You are viewing a plain text version of this content. The canonical link for it is here.
Posted to solr-user@lucene.apache.org by Vikram Srinivasan <vi...@zettata.com> on 2013/11/05 06:45:16 UTC

Slow Indexing speed for csv files, multi-threaded indexing

Hello,

  I know this has been discussed extensively in past posts. I have tried a
bunch of suggestions and I still have a few questions.

 I am using solr4.4 from tomcat 7. I am using openjdk1.7 and I am using 1
solr core
 I am trying to index a bunch of csv files (total size 13GB). Each csv file
contains a long list of tuples - ( word1 word2, frequency) as shown below.
(bigram frequencies)

E.g: blue sky, 2500
       green grass, 300

My schema.xml is as  simple as can be: I am trying to index these two
fields of type string and long and do not use any tokenizer or analyzer
factories as shown below.


 <fields>
<field name="_version_" type="long" indexed="true" stored="true"
multiValued="false" omitNorms="true" />
                <field name="word" type="string" indexed="true"
stored="true" multiValued="false" omitNorms="true" />

      <field name="frequency" type="long" indexed="true" stored="true"
                        multiValued="false" omitNorms="true" />


        </fields>

In my solrconfig.xml:

My rambuffer size is 100MB, merge factor is 10, maxIndexingThreads is 8.

I am using solrj and concurrentupdatesolrserver (CUSS) to index. I have set
the queue size to 10000 and number of threads to 10 and javabin format.

I run my solrj instance by providing the path to the directory where the
csv files are stored.

I start one instance of CUSS and have multiple threads reading from the
various files simultaneously and writing into the CUSS threads
simutaneously. I do a commit only after all the records have been indexed.
Also my autocommit values for number of documents and commit time are set
to very large numbers.

I have tried indexing a test set of csv files which contains 1.44M records
(total size 21MB).  All my tests have been on different types of Amazon ec2
instances - e.g. m1.xlarge (4vCPU, 15GB RAM) and m3.2xlarge(8vCPU, 30GB
RAM).

I have set my jvm heap size large enough and tuned gc parameters as seen on
various forums.

Observations:

1. My indexing speed for 1.44M records (or row in CSV file) is 240s on the
m1.xlarge instance and 160s on the m3.2xlarge instance.
2. The indexing speed is independent of whether I have one large file with
1.44M rows or 2 files with 720K rows each.
3. My indexing speed is independent of the number of threads and queue size
I specify for CUSS. I have kept set these parameters as low as 1 for both
queue size and number of threads with no difference..
4. My indexing speed is independent of merge factor, rambuffer and number
of indexing threads. I've tried various settings.
5. It appears that I am not really indexing my files in parallel if I use a
single solr core. Is this not possible? What exactly does maxindexthreads
in solrconfig control?
6. My concern is that my indexing speed is way slower than what I've seen
claimed on various forums (e.g., 29GB wikipedia in 13 minutes, 50GB in 39
minutes etc.) even with a single solr core.

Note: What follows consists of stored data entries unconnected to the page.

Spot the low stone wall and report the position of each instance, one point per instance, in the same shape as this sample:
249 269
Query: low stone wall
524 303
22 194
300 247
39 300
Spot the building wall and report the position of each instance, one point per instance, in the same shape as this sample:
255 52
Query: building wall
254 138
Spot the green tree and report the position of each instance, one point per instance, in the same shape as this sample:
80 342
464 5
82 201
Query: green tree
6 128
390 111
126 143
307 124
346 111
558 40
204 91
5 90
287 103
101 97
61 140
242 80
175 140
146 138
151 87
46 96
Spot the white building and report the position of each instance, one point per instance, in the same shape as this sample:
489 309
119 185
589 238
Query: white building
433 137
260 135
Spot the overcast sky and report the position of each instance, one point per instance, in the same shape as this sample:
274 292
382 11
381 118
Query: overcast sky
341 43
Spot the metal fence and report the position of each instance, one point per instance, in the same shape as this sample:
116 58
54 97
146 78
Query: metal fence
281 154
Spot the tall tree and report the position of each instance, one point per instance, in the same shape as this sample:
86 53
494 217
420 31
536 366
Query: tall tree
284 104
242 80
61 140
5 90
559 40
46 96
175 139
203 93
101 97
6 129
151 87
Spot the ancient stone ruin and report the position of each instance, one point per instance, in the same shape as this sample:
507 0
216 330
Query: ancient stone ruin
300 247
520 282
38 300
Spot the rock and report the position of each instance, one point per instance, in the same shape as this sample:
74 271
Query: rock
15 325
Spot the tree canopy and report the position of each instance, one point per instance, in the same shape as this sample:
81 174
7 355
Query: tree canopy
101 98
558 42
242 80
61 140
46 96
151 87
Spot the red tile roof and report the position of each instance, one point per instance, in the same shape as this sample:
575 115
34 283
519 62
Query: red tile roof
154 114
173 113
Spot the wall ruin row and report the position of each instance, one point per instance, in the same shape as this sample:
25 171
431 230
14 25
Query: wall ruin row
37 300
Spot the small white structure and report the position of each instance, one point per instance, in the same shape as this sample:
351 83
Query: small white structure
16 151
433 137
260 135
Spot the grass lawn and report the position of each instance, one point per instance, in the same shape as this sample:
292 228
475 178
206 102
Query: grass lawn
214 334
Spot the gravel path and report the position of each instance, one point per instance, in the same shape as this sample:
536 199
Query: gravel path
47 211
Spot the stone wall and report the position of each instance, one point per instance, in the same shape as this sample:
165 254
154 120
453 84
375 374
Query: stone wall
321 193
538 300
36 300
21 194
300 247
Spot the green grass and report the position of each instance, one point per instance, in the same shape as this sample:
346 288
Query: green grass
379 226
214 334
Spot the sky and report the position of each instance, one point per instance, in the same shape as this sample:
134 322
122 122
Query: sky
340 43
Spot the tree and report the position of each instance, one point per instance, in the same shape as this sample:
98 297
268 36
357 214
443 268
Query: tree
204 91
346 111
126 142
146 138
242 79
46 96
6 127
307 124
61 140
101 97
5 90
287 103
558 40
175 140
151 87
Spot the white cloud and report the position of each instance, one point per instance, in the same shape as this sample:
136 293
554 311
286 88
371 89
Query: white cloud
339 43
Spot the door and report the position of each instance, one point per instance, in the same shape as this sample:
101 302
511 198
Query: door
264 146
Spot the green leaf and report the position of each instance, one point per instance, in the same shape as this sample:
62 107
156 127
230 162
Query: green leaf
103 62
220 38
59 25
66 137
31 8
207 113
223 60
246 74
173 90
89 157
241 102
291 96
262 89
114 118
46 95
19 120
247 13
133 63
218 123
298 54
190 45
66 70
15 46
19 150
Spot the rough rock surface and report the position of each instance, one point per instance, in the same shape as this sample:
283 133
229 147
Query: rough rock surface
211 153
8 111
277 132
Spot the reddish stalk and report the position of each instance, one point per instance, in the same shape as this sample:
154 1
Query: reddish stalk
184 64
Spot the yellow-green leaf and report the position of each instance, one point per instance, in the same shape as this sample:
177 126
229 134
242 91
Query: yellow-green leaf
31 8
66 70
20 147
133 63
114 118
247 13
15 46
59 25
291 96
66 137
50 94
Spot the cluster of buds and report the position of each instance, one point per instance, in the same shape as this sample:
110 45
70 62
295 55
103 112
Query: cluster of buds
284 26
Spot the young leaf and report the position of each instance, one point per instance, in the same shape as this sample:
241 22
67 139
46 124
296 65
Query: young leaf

What am I doing wrong? How do I speed up my indexing? Any suggestions will
be appreciated.

Thanks,
Vikram

Re: Slow Indexing speed for csv files, multi-threaded indexing

Posted by Erick Erickson <er...@gmail.com>.
Vikram:

An experiment I've found useful: Just comment out the
server.add() bit and run it. That won't index anything, but if
that's also slow then your problem is acquiring the data and
you know where to concentrate your efforts. I've seen this
be the problem with slow indexing more often than not actually.


Here's another thing to try: do it locally. Just spin up
a small Solr instance on your workstation and try your
test. My guess is you'll see vastly improved performance
in which case we're talking network latency here.

Alternatively, you can monitor your CPU utilization on
your ec2 instances and see if you're using it heavily. I
suspect you'll see you're not really exercising Solr, the
bottleneck is the network transmission or some such.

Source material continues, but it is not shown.